FTC investigation launched into Reddit's sale of user data for AI training


Reddit further said Its IPO next week says it could generate $203 million in revenue over the next few years from licensing user posts to Google and others for AI projects. The community-driven platform was forced to disclose on Friday that US regulators already have questions about that new line of business.

In a regulatory filing, Reddit said it received a letter from the US Federal Trade Commission on Thursday regarding “our selling, licensing, or sharing of user-generated content with third parties to train AI models.” I was asked.

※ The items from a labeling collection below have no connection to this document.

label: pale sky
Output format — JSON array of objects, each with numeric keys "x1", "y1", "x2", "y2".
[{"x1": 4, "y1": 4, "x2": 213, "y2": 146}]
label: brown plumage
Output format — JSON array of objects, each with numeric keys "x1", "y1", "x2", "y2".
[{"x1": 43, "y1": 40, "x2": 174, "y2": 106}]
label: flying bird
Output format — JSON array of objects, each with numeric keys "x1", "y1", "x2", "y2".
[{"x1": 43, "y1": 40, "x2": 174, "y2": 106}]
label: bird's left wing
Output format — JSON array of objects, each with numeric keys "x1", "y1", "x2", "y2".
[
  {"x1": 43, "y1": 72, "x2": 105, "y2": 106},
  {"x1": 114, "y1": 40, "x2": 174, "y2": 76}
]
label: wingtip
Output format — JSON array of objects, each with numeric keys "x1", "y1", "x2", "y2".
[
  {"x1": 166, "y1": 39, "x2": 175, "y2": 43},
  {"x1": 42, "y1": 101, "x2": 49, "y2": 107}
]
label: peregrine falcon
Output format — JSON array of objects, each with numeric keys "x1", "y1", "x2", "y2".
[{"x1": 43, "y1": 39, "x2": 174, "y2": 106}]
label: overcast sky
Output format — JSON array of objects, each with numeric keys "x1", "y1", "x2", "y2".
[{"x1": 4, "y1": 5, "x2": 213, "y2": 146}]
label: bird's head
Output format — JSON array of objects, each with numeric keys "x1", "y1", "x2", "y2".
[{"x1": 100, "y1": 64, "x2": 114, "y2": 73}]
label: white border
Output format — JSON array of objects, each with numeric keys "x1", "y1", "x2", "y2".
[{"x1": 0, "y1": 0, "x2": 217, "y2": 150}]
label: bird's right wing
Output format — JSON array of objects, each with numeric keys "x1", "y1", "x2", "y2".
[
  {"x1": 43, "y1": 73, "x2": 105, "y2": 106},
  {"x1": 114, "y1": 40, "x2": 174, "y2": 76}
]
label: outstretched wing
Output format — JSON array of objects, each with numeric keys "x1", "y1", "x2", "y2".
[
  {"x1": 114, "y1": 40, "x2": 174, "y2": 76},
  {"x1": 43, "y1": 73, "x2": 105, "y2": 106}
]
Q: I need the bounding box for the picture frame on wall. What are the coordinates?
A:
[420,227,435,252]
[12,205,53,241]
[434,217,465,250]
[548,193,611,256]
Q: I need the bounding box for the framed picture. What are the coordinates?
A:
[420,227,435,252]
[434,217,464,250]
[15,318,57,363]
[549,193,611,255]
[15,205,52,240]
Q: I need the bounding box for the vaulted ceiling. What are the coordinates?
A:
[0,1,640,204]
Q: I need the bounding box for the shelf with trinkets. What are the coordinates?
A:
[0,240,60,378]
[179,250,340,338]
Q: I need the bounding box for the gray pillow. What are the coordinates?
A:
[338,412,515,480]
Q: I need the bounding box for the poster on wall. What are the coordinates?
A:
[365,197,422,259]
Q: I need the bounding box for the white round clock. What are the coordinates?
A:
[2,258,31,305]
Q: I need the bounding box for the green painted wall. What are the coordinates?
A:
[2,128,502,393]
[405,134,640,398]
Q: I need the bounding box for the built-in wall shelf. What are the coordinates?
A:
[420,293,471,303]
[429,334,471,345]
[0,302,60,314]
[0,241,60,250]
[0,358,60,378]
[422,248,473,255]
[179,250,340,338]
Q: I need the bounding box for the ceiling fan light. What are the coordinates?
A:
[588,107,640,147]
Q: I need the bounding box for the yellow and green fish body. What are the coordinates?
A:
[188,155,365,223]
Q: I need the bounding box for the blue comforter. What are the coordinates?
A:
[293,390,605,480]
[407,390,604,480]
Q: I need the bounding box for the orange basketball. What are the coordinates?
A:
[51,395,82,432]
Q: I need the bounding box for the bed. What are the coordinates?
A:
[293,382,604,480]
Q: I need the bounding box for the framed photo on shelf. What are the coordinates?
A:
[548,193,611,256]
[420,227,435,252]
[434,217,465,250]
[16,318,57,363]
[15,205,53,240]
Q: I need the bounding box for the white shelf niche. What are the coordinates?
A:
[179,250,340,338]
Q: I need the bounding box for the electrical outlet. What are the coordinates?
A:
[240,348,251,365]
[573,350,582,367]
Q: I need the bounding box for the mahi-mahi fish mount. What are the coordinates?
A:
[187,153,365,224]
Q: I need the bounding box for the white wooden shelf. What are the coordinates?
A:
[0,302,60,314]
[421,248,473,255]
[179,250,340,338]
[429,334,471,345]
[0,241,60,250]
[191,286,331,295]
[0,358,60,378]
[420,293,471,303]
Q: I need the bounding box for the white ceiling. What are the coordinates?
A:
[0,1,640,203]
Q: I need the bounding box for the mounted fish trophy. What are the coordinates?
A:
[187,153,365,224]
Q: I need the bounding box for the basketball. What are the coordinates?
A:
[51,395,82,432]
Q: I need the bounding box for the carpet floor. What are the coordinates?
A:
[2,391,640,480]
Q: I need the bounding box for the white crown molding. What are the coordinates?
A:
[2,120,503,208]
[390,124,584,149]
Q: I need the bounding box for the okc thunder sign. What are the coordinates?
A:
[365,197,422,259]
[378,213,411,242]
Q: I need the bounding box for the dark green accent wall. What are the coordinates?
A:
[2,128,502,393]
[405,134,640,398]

The FTC, the U.S. government's primary antitrust regulator, has the power to sanction companies found to engage in unfair or deceptive trade practices. The idea of ​​licensing user-generated content for AI projects has raised questions from lawmakers and rights groups about privacy risks, fairness, and copyright.

Reddit isn't alone in trying to make money from licensing data, including user-generated data, for AI. Programming Q&A site Stack Overflow has signed a deal with Google, the Associated Press has signed a deal with OpenAI, and Tumblr owner Automattic has said it is working “with select AI companies.” Has been, but will allow users to opt out of passing on their data. Neither licensor immediately responded to requests for comment. Reddit isn't the only company to receive an FTC letter about data licensing, Axios reported Friday, citing an unnamed former agency official.

It is unclear whether the letter to Reddit is directly related to the review by another company.

Reddit said in Friday's disclosure that it does not believe it engaged in any inappropriate or deceptive activities, but warned that dealing with any government investigation could be costly and time-consuming. “The letter indicated that FTC staff were interested in meeting with us to learn more about our plans and that the FTC intended to request information and documents from us as its inquiry continues,” the filing said. Reddit said the FTC letter described the investigation as “a non-public investigation.”

Reddit, whose 17 billion posts and comments are seen by AI experts as valuable for training chatbots in the art of conversation, announced a deal last month to license content to Google. Reddit and Google did not immediately respond to requests for comment. The FTC declined to comment. (Advance Magazine Publishers, parent of WIRED's publisher Condé Nast, owns a stake in Reddit.)

AI chatbots like OpenAI's ChatGPT and Google's Gemini are seen as competitive threats to Reddit, publishers, and other ad-supported, content-driven businesses. Last year the possibility of licensing data to AI developers emerged as a potential benefit of generative AI for some companies.

But the use of data collected online to train AI models has raised many questions in boardrooms, courtrooms and Congress. For Reddit and others whose data is generated by users, those questions include who actually owns the content and whether it is appropriate to license it without granting a waiver to the creator. Security researchers have found that AI models can leak personal data included in the content used to create them. And some critics have suggested the deals could make powerful companies even more influential.